I have a lot of memories of my Dad singing as a child, and his “signature song” was always the Gospel classic “The Lighthouse.” However, as he got older and joined my sister and I on stage, his new go-to was “Blessed Assurance.” I think as he aged and his faith journey was coming full-circle, the words of this beautiful hymn started ringing truer with the passing of each day. “Blessed assurance, Jesus is mine! Oh what a foretaste of glory divine!” He sang with such conviction that often times I’d forget it was this old man who raised me and all I’d hear were the eternal truths this song possesses. Gone were the memories of correction and arguments and struggles through the years. Rather, all I heard was the voice of a man who had a hope and assurance in a Savior, and he knew what the future held for him because of that hope.
After mom died, my relationship with Dad had a real ebb-and-flow to it, mostly depending on his relationship status at the time. However much it bobbed back and forth between “we’re super tight” to “I haven’t heard from Dad in three months,” I was always aware of his love for me and family. That never changed. Much like the assurance he had that my mother was truly where all the affection lied, I could always rest assured that Dad’s love didn’t change.
I remember sitting in the hospital room. Again, having to watch as another parent prepared to meet his creator. Someone asked if I could sing while we waited for him to pass to eternity. Of course, I couldn’t do it, but had I had the voice that day, I believe I would have immediately found the words to “Blessed Assurance.”
Dad didn’t have to worry about a chubby little five year old. He knew that Mom’s affections ultimately led back to him. I never had to worry that my father didn’t care for me and my siblings or my own children. I had a deep assurance of that love. And at the end of his life as COVID-19 was wearing his lungs down minute-by-minute, Dad rested in HIS blessed assurance. Jesus was his. He was bound for glory divine.
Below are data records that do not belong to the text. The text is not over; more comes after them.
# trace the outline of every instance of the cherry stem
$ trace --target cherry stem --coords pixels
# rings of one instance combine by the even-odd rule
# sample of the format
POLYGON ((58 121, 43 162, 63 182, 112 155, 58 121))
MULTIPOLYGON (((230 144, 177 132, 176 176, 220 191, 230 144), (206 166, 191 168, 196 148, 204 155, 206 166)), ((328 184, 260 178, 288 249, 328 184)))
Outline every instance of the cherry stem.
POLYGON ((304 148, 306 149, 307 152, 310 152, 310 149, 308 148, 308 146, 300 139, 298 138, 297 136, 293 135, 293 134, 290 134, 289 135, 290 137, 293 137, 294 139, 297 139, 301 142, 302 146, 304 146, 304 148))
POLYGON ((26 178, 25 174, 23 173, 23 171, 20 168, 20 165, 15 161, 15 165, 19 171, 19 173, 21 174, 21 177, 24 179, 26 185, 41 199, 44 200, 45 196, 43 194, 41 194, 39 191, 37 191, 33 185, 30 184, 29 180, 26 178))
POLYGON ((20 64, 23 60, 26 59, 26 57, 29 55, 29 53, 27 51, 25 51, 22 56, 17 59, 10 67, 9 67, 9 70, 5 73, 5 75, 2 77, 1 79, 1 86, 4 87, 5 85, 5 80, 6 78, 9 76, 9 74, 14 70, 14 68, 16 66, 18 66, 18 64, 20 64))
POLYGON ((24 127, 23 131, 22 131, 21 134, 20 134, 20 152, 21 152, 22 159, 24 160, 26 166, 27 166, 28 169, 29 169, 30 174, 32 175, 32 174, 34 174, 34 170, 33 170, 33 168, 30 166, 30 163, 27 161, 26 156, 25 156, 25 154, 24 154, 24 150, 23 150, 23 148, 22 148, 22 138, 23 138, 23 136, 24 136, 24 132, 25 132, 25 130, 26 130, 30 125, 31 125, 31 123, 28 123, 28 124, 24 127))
Hebrews 10:22-23 (CSB) says, “let us draw near with a true heart in full assurance of faith, with our hearts sprinkled clean from an evil conscience and our bodies washed in pure water. Let us hold on to the confession of our hope without wavering, since he who promised is faithful.”
What an amazing testament to the goodness and faithfulness of God. Dad had that assurance, and how very grateful I am to have learned of that assurance myself.